# hello, great expectations

In [3]:
train = ge.read_csv("./train.csv")
train.expect_column_values_to_not_be_null("type")
train.save_expectation_suite("./my_expectations.json")

In [4]:
test = ge.read_csv("./train.csv")
validation_results = test.validate(expectation_suite="my_expectations.json")


In [5]:
if validation_results["success"]:
    print("giddy up!")
else:
    raise Exception("Oh shit.")

giddy up!


In [7]:
from great_expectations.data_asset import DataAsset
from great_expectations.dataset import SqlAlchemyDataset

import numpy as np
import scipy.stats as stats
import sqlalchemy as sa

class CustomSqlAlchemyDataset(SqlAlchemyDataset):

    _data_asset_type = "CustomSqlAlchemyDataset"

    @DataAsset.expectation(["column", "distribution", "p_value"])
    def expect_column_parameterized_distribution_ks_test_p_value_to_be_greater_than(
            self,
            column,
            distribution,
            p_value=0.05,
            params=None,
            result_format=None,
            include_config=True,
            catch_exceptions=None,
            meta=None
    ):
        if p_value <= 0 or p_value >= 1:
            raise ValueError("p_value must be between 0 and 1")

        positional_parameters = (params['s'], params['loc'], params['scale'])

        rows = self.engine.execute(sa.select([
            sa.column(column)
        ]).select_from(self._table)).fetchall()

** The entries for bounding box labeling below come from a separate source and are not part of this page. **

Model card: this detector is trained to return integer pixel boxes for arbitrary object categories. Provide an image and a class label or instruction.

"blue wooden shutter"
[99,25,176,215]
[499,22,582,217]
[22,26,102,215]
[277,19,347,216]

        column = np.array([col[0] for col in rows])

        # K-S Test
        ks_result = stats.kstest(column, distribution, args=positional_parameters)

        return {
            "success": ks_result[1] >= p_value,
            "result": {
                "observed_value": ks_result[1],
                "details": {
                    "expected_params": params,
                    "observed_ks_result": ks_result
                }
            }
        }

In [8]:
import json
import os

from great_expectations.dataset import SqlAlchemyDataset
import requests
from sqlalchemy import create_engine

# 1) Load in a new batch of data
db_string = "postgres://{user}:{password}@{host}:{port}/{dbname}".format(
    user=os.environ["DB_USER"],
    password=os.environ["DB_PASSWORD"],
    port=os.environ["DB_PORT"],
    dbname=os.environ["DB_DBNAME"],
    host=os.environ["DB_HOST"],
)
db_engine = create_engine(db_string)
query = """
    SELECT *
    FROM
        listings
    WHERE
        DATE_TRUNC('day', created_at) = CURRENT_DATE - INTERVAL '1' DAY
"""
recent_listings = SqlAlchemyDataset(custom_sql=query, engine=db_engine)

# 2) Validate it against stored expectation suite
validation_results = recent_listings.validate(
    expectation_suite="listings_expectations.json"
)

# 3) Take action based on the validation results
if not validation_results["success"]:
    num_evaluated = validation_results["statistics"]["evaluated_expectations"]
    num_successful = validation_results["statistics"]["successful_expectations"]
    validation_results_text = json.dumps(
        [result.to_json_dict() for result in validation_results["results"]],
        sort_keys=True,
        indent=4,
    )
    slack_data = {
        "text": (
            f"⚠️ Dataset has failed expecations\n"
            f"*Successful Expectations*: `{num_successful}/{num_evaluated}`\n"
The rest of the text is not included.